In aller Munde und doch unbekannt
Zahlreiche seiner Lieder sind von Komponisten aller Epochen vertont worden, auch im Gotteslob hat er seine Spuren hinterlassen: Caspar Ulenberg. Vor 400 Jahren ist der Dichter und Theologe, der vom protestantischen zum katholischen Glauben übertrat, gestorben. Geboren wird Ulenberg am Heiligabend 1548 oder 1549 im westfälischen Lippstadt. Das Elternhaus ist streng protestantisch. Und so verwundert es zunächst nicht, wenn eine Laufbahn als Pfarrer vorgezeichnet scheint. Ab 1569 studiert Ulenberg an der Universität Wittenberg Philosophie und Theologie, um nach dem Abschluss seines Studiums von1570–1571 kurz als Lehrer in Lunden (heutiger Kreis Dithmarschen) zu wirken.

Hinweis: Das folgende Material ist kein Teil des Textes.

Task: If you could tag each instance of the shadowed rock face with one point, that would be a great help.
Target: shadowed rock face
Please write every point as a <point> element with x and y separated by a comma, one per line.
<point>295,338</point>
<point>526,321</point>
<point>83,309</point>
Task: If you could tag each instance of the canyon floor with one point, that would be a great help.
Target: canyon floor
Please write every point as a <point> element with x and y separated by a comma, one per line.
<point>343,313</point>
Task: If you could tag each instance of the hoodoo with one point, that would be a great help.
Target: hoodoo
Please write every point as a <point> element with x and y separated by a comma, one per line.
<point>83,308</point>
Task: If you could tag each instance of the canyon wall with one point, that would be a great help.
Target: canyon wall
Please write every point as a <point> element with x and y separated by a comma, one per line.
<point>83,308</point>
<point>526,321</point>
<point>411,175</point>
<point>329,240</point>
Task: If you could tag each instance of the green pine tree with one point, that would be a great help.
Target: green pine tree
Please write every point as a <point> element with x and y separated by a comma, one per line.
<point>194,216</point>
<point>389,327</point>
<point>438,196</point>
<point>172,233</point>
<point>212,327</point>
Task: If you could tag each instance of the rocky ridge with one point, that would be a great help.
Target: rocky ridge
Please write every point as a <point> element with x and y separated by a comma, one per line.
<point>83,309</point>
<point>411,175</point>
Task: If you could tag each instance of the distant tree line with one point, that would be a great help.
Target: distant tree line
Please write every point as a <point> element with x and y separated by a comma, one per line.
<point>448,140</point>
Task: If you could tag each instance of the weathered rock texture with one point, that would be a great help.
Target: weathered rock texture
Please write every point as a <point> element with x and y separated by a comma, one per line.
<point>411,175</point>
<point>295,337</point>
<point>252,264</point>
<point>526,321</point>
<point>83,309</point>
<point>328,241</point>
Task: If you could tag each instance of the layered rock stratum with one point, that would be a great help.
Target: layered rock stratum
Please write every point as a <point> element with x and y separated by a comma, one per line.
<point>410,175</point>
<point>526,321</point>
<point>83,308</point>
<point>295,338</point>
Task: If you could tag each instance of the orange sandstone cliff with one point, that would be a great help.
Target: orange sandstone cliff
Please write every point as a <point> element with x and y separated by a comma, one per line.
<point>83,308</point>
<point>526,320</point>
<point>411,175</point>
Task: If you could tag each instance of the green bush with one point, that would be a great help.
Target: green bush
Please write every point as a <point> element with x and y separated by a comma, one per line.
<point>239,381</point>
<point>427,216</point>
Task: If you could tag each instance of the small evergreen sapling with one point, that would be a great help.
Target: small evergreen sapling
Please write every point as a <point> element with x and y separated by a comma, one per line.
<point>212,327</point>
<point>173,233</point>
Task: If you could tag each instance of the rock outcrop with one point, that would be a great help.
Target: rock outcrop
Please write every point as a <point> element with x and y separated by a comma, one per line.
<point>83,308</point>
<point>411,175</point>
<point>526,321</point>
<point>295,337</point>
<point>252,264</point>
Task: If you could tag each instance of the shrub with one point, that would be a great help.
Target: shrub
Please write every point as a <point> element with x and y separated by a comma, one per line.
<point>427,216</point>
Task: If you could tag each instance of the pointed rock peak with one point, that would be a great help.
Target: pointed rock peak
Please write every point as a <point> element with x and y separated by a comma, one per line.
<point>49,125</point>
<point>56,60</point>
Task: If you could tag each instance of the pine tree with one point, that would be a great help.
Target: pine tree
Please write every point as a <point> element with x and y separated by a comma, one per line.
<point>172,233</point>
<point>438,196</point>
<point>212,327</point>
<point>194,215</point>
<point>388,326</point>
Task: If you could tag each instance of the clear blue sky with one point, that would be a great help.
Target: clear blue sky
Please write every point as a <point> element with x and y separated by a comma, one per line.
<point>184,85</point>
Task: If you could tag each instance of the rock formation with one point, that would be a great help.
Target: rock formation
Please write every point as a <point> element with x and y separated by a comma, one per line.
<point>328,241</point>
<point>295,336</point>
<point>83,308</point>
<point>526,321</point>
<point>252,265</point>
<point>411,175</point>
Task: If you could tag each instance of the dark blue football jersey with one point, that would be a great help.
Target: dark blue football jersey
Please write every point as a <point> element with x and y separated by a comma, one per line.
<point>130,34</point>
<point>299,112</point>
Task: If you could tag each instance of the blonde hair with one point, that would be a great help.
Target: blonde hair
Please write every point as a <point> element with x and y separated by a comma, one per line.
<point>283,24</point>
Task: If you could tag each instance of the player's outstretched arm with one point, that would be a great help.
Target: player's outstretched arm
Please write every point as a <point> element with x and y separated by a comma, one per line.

Dass er zum katholischen Glauben übertritt, ist die Folge eines schicksalhaften Zufalls. Die Familie bestimmt ihn dazu, einen Cousin im rheinischen Köln, der vom protestantischen zum katholischen Glauben übergetreten war, zur Rückkehr in den Schoß der protestantischen Kirche zu bewegen. Das gelingt ihm auch: Andreas Roder, besagter Cousin, nimmt seinen ursprünglichen Glauben wieder an.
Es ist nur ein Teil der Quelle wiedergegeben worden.